Sunday, January 5, 2014


Good morning friends.  

First off, I would like you to listen to some epic flow that I came across last night.  Here is a link to the song Zen Approach by Japanese producer Hideaki Ishi, better known as DJ Krush.  I highly recommend checking out the whole album, it’s really really good.  

Also, I just want to add that I'm drinking coffee mixed with eggnogg and it is the BEST.

Two weeks ago Kingston had a massive fire that destroyed a student living complex that was under construction.  Living a block and a half east of the site, my house was close enough to be included in the evacuation zone.  I was at work down the same street, and could see the flames raging away half a kilometer up.  It was a very surreal moment when my girlfriend showed up at work with a bag of my belongings, things she had deemed important to me.  

It had been burning since 2:00pm that day, and wasn't brought under control until at least 8:00pm.  Power had been restored to our neighbourhood fairly quickly, and we were able to return by around 9:00pm.  The next morning, after a very difficult sleep, there was still smoke billowing from the crater that had recently been the construction site.  

This event made an impact on me in three ways:

1) When the lady walked into work with my ‘things’ I later realized this was a profound moment.  Here was someone’s interpretation of me.  It is one thing to ask what you would grab from a burning building, but quite another when it is someone other than yourself.  It really shows how well you know that person.  I later joked with her that I had staged the whole thing just to get an idea of how well she knew me.  If I had, she would have passed.

2) I have always held Kingston on a golden tower so to speak.  It was where I completed my undergrad, where I've been living the two subsequent years, and where my house was always been a safe place, my place.   When a large piece of it went up in flames just two weeks ago, all of the sudden I could not think of Kingston in the same way.  It wasn't that I didn't feel safe, just no longer invincible.  Upon reflection, it seemed to me that this was the last severing of the cords of youth invincibility, like finally pulling out a tooth that had been hanging by a blood vessel.

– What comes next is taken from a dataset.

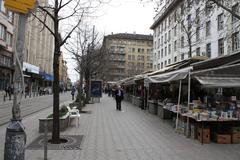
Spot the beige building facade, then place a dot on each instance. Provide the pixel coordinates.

I believe that this is a natural thing.  I was never reckless, but come to think about it, I feel more self aware of the risks around me.

3) The fire challenged my interpretation of permanence.  When you are faced with a situation where you could potentially lose everything you own, it begs the question, “how would you feel if it had?”  To be honest, I was pleasantly surprised by my indifference towards losing all my belongings.  It wouldn't be a ‘nice’ experience to be sure, but I wouldn't be completely devastated by it.  Finding out how much I invest emotionally in objects was an exercise that I hadn't participated in before. I learned that I place very little emotional investment within objects, but a great deal of investment in that which is housing the objects. Now, in my mind,  the house no longer represented my stuff, but more importantly, the place where I could put my stuff.  This ties right back with my second point.  I was much more bewildered at the thought of not having a place rather than losing my stuff.  
Still, buying new work shirts would certainly be a total nuisance...

I leave you with these thoughts.  Were any of you affected by a catastrophe or something similar?  Please share your story in the comment section below.  Thank you for joining this morning and have a wonderful day.